Types of Statistical Graphs
- Bar Graph: Used to represent the frequency distribution of a discrete variable. Each category is represented by a bar whose length indicates the frequency of observations in that category.
- Divided Bar Graph: Used to study the frequency distribution of a discrete variable (with a few categories) within different levels of another discrete variable.
- Pie Chart (Sector Graph): An alternative to divided bar charts, this type of graph shows the partition of a total into its component parts. To construct it, a circle is used, where 360° corresponds to 100% of the cases. The process involves expressing each partial amount as a percentage or relative frequency, converting that value into degrees, and drawing the corresponding angles.
- Pictograms: A way of representing information using pictures of the objects being studied, formatted for a quick, visual understanding of the frequency distribution. They are useful for advertising as they are attractive and easy to interpret.
- Histogram: This graph is especially suitable for representing frequencies in the case of constant interval or ratio variables. It consists of a series of adjacent bars whose areas are proportional to the frequency of the range over which they rise. If the intervals have equal amplitude, the height of the rectangles is proportional to the corresponding frequency.
- Scatter Diagram: Used when studying the possible association between two variables at the interval or ratio level. It is useful to represent the observations on a Cartesian coordinate system. This results in a cloud of points on the plane, called a scatter diagram or correlation graph.
Key Statistical Concepts
Statistics involves collecting data, organizing it into tables and graphs, and analyzing it to achieve a specific goal.

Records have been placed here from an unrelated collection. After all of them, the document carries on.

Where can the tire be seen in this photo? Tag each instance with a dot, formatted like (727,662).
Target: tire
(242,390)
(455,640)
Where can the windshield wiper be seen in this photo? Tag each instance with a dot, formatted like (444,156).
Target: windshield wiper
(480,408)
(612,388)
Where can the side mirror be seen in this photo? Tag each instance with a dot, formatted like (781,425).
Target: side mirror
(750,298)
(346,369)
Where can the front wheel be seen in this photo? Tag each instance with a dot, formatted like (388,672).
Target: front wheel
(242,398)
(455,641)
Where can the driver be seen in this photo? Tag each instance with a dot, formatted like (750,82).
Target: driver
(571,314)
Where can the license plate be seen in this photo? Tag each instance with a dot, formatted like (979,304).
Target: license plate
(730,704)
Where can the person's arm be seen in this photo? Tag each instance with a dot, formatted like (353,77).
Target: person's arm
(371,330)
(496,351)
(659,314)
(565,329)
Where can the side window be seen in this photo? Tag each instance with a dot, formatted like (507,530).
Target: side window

- Frequency: The number of times a certain value of the variable is repeated.
- Relative Frequency: The proportion of the total represented by each value of the variable. Multiplying the relative frequency by 100 gives the percentage.

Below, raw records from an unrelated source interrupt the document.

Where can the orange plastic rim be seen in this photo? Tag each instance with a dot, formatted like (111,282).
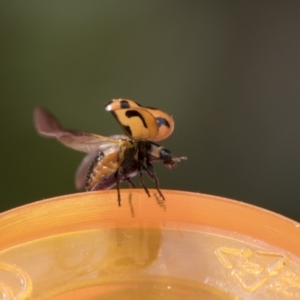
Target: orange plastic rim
(100,209)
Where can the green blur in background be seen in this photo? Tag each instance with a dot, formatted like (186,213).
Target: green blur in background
(228,71)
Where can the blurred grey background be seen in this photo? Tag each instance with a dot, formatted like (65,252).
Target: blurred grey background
(228,71)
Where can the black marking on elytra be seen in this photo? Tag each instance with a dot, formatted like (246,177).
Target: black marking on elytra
(124,104)
(92,167)
(127,129)
(162,121)
(134,113)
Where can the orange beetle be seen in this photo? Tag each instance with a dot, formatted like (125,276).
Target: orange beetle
(111,160)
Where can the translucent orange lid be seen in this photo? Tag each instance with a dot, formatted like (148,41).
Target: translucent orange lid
(191,246)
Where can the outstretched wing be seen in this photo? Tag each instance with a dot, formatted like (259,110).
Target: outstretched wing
(48,125)
(80,176)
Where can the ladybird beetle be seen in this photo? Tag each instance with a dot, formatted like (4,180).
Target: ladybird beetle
(111,160)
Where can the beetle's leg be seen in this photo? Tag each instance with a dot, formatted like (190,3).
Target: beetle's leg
(150,171)
(130,183)
(142,182)
(118,186)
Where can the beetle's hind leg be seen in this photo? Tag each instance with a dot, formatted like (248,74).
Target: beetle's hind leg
(142,182)
(150,171)
(130,183)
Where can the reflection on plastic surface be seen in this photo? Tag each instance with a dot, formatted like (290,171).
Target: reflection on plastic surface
(79,247)
(15,283)
(131,261)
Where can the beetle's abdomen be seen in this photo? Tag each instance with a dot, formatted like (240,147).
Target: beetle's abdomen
(101,174)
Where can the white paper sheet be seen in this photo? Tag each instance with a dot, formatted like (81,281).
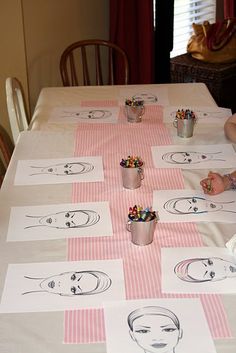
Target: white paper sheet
(88,115)
(36,287)
(90,219)
(152,96)
(175,325)
(198,270)
(194,206)
(194,156)
(58,171)
(209,115)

- Cumulative Frequency: The sum of the frequency of a particular value and the frequencies of all previous values. It shows how much data has accumulated up to a certain point.

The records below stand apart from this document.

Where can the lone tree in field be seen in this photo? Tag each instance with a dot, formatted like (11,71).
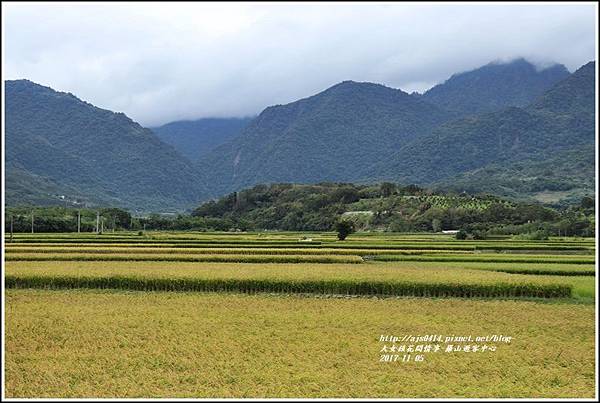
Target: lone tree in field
(344,228)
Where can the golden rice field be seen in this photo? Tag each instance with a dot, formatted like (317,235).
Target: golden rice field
(295,315)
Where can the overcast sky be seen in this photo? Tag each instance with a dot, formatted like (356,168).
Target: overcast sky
(160,62)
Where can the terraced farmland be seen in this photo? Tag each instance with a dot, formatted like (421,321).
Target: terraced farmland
(139,304)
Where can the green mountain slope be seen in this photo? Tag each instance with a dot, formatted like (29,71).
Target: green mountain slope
(196,138)
(331,136)
(561,120)
(495,86)
(104,155)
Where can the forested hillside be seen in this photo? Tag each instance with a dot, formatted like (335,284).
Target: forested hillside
(84,153)
(334,135)
(495,86)
(196,138)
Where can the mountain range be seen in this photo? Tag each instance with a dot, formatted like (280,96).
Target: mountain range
(505,128)
(196,138)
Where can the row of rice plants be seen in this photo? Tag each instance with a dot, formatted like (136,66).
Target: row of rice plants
(543,271)
(237,251)
(485,259)
(233,258)
(333,287)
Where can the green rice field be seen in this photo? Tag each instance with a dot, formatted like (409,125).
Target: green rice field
(271,314)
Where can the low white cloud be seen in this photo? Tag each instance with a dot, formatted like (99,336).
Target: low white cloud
(160,62)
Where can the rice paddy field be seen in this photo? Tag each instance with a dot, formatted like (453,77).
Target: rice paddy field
(263,315)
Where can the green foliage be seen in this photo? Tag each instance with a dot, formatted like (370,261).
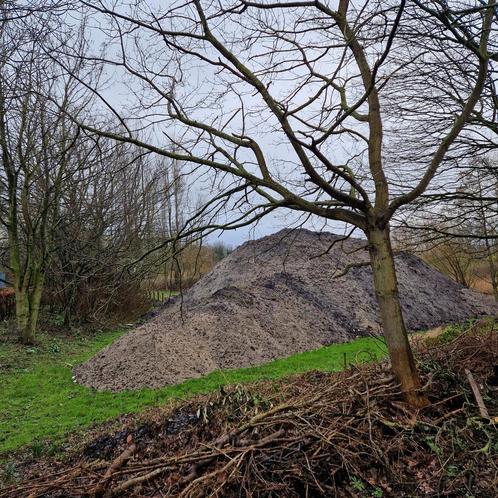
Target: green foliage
(39,399)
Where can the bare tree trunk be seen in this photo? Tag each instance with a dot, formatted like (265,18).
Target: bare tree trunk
(26,334)
(35,300)
(395,333)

- Sample Size (n): The number of data points in the problem.
- Population Size (N): The total size of the population.
- Population: A collection of all items that share a common feature.
- Representative Sample: A randomly selected subset of cases from a population, chosen to be representative.
- Variable Types: Variables can be Qualitative, Quantitative Discrete (integers), or Quantitative Continuous (real values).
Measures of Central Tendency
- Arithmetic Mean: The average of all values of the variable.
- Mode: The value that is repeated most often (the highest absolute frequency). A dataset can be unimodal, bimodal, or have no mode.
- Median: The value that divides the sorted data, leaving 50% of the data below it and 50% above it.
- Range: The difference between the highest and lowest values in a dataset.
Interpreting Statistical Data: Examples
- There are 4 people who have no siblings.
- 18% of students have 3 siblings.
- There are 31 students who have at most 2 siblings.
- On average, between 3 and 4 people live in each home.
- The most frequent number of people living in a home is 3.
- In 50% of households, fewer than 3 people live together, and in the other 50%, more than 3 people live together.
- The average distance of the values from the arithmetic mean is 1.75.
- The average of the squared distances from the arithmetic mean is 3.06.